Accordingly, the labor credits amounts shall heretofore be adjusted based on the accrued change in the Special, Broad Consumer Prices Index (IPCA-E) calculated by the Brazilian Geography and Statistical Data Institute (IBGE), which was already being adopted to adjust the amounts of court payment decisions and orders amounting to small sums (RPV) of the Federal Government, as well as to the administrative decisions of the Superior Court of Appeals (TST) and Supreme Court (STF).
Such ruling envisaged to re-establish the right to full adjustment of the credit that was recognized in the court ruling, inasmuch as the TRD does not reflect inflation and this was causing an increasing decrease in the creditor's purchase power. In 2013, for example, the TRD corresponded to 0.2897%, while the IPCA-E corresponded to 5.91%.

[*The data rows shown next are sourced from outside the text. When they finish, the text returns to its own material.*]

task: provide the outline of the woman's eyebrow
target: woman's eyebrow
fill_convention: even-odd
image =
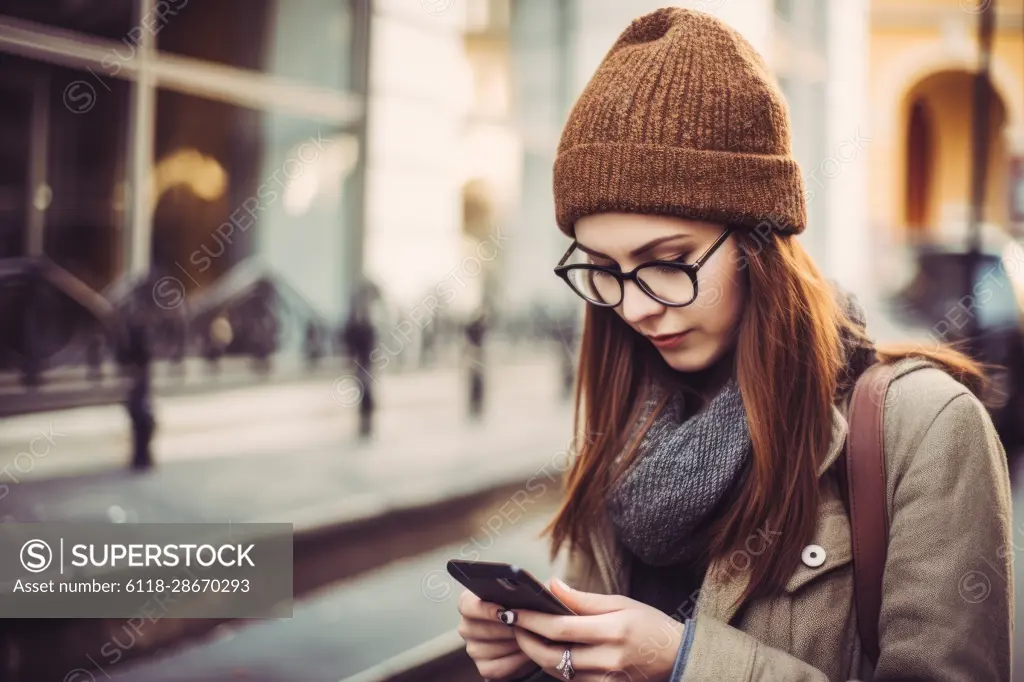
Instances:
[[[652,239],[646,244],[638,246],[637,248],[633,249],[632,251],[629,252],[629,255],[632,256],[633,258],[636,258],[637,256],[650,251],[654,247],[664,244],[665,242],[669,242],[674,239],[690,239],[690,237],[691,235],[688,234],[670,234],[667,237],[658,237],[657,239]],[[591,256],[597,256],[598,258],[607,258],[608,260],[615,260],[611,256],[607,256],[601,253],[600,251],[588,249],[586,246],[584,246],[578,241],[576,242],[576,247],[579,248],[579,250],[583,251],[584,253],[589,253]]]
[[[583,246],[583,244],[581,244],[579,242],[576,242],[576,248],[579,249],[580,251],[584,252],[584,253],[589,253],[591,256],[597,256],[598,258],[607,258],[608,260],[615,260],[611,256],[606,256],[605,254],[601,253],[600,251],[594,251],[593,249],[588,249],[587,247]]]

Back then the Judges also modulated the effects of that ruling, which should retroact back to June 30, 2009, not affecting, however, the status of legal situations that were already consolidated, i.e. when the payment had already been paid, in which cases the pay obligation had already been performed and the obligation extinguished, being, therefore, acts that had already materialized according to the regulations that were in force when the acts were performed.
Thus, the effects of the subject ruling apply solely to cases that are pending where the credit is still outstanding, insofar as no right to be protected or a completed legal act that requires protection exists.
We emphasize that the table that applies to the adjustment of labor debts applying the new rate is already available and may be accessed in the Higher Council of the Labor Courts (CSJT) website.
The content of this article is intended to provide a general guide to the subject matter. Specialist advice should be sought about your specific circumstances.